In a recent survey from National Association of Manufacturers, 75% of manufacturing companies listed that their biggest challenge is ‘attracting and retaining a quality workforce’. And when looking at the latest statistics, you understand why; The Bureau of Labor & Statistics estimates that there are around 644,000 open jobs in the manufacturing sector –almost 50% more than the pre-pandemic numbers. The national jobless rate has not been this low since Neil Armstrong and Buzz Aldrin walked on the moon in 1969.
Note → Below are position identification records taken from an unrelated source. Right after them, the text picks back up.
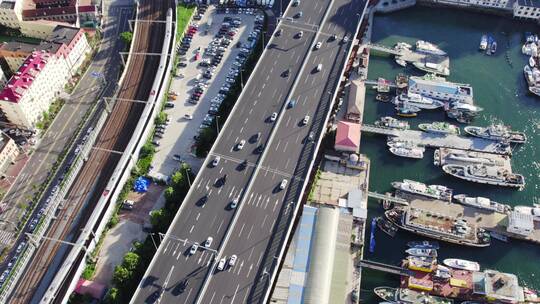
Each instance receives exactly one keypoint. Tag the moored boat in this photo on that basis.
(417, 100)
(408, 152)
(486, 175)
(422, 252)
(392, 123)
(432, 191)
(462, 264)
(497, 132)
(387, 226)
(482, 203)
(483, 43)
(439, 127)
(424, 244)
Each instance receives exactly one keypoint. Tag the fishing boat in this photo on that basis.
(432, 191)
(387, 226)
(392, 123)
(462, 264)
(439, 127)
(482, 203)
(483, 174)
(416, 153)
(483, 43)
(429, 48)
(424, 244)
(497, 132)
(417, 100)
(408, 296)
(422, 252)
(437, 226)
(533, 210)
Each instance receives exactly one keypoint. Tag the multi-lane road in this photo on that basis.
(254, 231)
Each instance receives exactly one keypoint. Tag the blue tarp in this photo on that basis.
(141, 184)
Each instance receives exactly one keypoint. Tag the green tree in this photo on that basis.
(131, 261)
(121, 276)
(126, 37)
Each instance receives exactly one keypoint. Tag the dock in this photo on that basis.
(435, 140)
(488, 220)
(385, 268)
(439, 64)
(448, 156)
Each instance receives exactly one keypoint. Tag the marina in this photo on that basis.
(498, 222)
(435, 140)
(425, 56)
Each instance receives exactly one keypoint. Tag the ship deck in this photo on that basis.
(489, 220)
(436, 140)
(496, 160)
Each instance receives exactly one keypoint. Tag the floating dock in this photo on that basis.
(489, 220)
(435, 140)
(448, 156)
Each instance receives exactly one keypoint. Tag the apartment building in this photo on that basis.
(32, 89)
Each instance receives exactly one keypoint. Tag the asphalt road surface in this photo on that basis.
(64, 126)
(176, 276)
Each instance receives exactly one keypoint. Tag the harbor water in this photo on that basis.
(499, 87)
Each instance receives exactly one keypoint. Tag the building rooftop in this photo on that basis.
(348, 135)
(24, 77)
(530, 3)
(15, 46)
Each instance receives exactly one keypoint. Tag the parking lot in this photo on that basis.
(213, 62)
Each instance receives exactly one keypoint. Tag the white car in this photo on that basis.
(241, 144)
(232, 260)
(234, 203)
(283, 184)
(221, 264)
(208, 242)
(193, 249)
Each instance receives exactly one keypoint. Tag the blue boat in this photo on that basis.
(424, 245)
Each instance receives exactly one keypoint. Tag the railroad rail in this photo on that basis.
(96, 172)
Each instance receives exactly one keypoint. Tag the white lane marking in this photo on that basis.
(212, 299)
(234, 296)
(250, 230)
(220, 224)
(241, 229)
(165, 285)
(250, 267)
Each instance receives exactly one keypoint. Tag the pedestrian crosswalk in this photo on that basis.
(6, 237)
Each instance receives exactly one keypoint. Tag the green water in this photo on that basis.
(499, 88)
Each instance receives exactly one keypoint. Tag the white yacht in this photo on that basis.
(417, 100)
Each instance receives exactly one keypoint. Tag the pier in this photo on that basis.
(385, 268)
(435, 140)
(489, 220)
(389, 198)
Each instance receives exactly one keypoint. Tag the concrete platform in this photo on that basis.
(491, 221)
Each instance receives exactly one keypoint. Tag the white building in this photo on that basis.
(527, 9)
(32, 89)
(440, 88)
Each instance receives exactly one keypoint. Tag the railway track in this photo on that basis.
(96, 172)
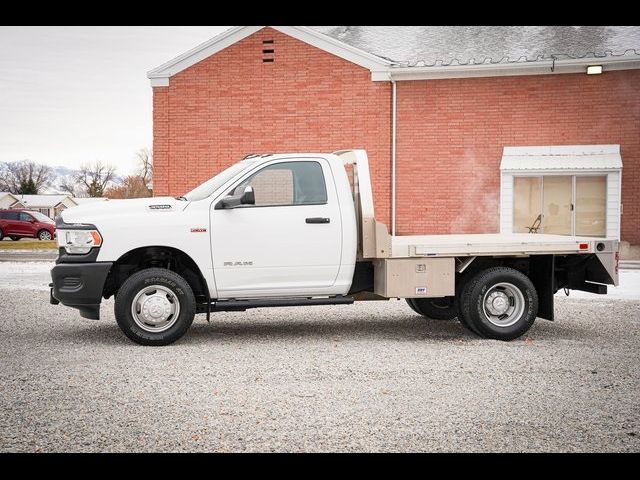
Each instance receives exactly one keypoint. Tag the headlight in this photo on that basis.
(78, 242)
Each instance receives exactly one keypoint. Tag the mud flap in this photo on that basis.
(542, 275)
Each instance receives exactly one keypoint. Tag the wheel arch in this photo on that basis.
(157, 256)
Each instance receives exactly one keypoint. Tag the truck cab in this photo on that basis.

Supply chain challenges is another struggle for manufacturers in the US and Canada. And although supply side issues have dominated the headlines, tremendous pressures have built up on the demand side too, meaning manufacturers are struggling to adapt their resources to rapidly changing product mixes and rising demand. On top of this comes inflation combined with rising interest rates, making borrowing more expensive.
Isn’t there any good news, you might ask? COVID is now a manageable scale pandemic, supply chain issues are improving monthly, and inflation has dropped by more than 50% from its peak.
On top of this, reshoring initiatives are gaining ground around North America as businesses and policy makers at both state and federal levels recognize the importance of having a strong domestic manufacturing sector.
In fact, some 62% of manufacturers have already started reshoring or near-shoring their production capacities, according to a report by Deloitte, based on a survey of 305 executives at transport and manufacturing firms, mostly in the U.S., with annual revenue of $500 million to more than $50 billion.